04 November 2019, Saxony, Zwickau: Herbert Diess, Chairman of the Board of Management of Volkswagen AG, speaks at a ceremony marking the start of production of the ID3 electric car. Photo: Sebastian Willnow/dpa-Zentralbild/dpa (Photo by Sebastian Willnow/picture alliance via Getty Images)
04 November 2019, Saxony, Zwickau: Herbert Diess, Chairman of the Board of Management of Volkswagen, at a ceremony marking the start of production of the ID3 electric car. Photo: Sebastian Willnow/picture alliance via Getty Images.

Volkswagen (VOW3.DE) chief executive Herbert Diess said on Tuesday morning (17 March) that 2019 was a “very successful year for the Volkswagen Group.”
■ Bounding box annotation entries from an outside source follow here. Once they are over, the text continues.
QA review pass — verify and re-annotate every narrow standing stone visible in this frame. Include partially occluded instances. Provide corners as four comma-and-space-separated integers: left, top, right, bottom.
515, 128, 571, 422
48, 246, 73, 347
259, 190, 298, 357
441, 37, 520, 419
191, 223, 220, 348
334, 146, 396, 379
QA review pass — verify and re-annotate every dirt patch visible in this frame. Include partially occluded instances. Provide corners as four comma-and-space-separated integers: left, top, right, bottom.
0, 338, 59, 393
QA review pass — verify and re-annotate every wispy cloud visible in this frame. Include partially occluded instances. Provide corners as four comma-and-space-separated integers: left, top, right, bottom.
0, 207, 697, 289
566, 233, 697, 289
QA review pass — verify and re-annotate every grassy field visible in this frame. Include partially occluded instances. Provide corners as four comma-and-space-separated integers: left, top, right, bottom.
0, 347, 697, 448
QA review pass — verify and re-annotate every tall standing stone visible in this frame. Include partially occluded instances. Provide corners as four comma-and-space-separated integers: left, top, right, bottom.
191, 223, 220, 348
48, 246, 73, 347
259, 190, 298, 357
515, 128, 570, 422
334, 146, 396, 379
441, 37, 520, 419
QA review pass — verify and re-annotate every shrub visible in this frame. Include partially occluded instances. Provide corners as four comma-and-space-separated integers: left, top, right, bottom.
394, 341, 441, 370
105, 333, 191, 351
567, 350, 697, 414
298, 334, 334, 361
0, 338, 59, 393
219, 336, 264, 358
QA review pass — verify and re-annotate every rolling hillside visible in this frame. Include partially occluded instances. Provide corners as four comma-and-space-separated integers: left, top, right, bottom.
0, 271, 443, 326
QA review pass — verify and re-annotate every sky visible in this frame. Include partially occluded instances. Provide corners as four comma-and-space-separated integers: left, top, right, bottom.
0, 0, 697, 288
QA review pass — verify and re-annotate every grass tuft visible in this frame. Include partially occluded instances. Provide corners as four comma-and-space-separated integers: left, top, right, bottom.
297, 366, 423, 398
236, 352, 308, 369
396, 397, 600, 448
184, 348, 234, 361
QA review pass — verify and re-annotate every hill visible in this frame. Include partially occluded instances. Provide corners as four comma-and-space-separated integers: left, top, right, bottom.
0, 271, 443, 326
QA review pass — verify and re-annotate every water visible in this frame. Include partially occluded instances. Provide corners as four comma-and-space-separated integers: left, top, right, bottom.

During the annual press conference, which was livestreamed due to coronavirus, the world’s largest carmaker said the group was able to substantially increase its sales revenue and market share for an “unprecedented level of earnings.”

Before presenting the 2019 figures, Diess said that production is to be suspended at its Spanish, Portuguese, Italian, and Slovakian plants by the end of this week, as the coronavirus pandemic in Europe breaks down supply chains. Most of the rest of its EU plants will halt production next week.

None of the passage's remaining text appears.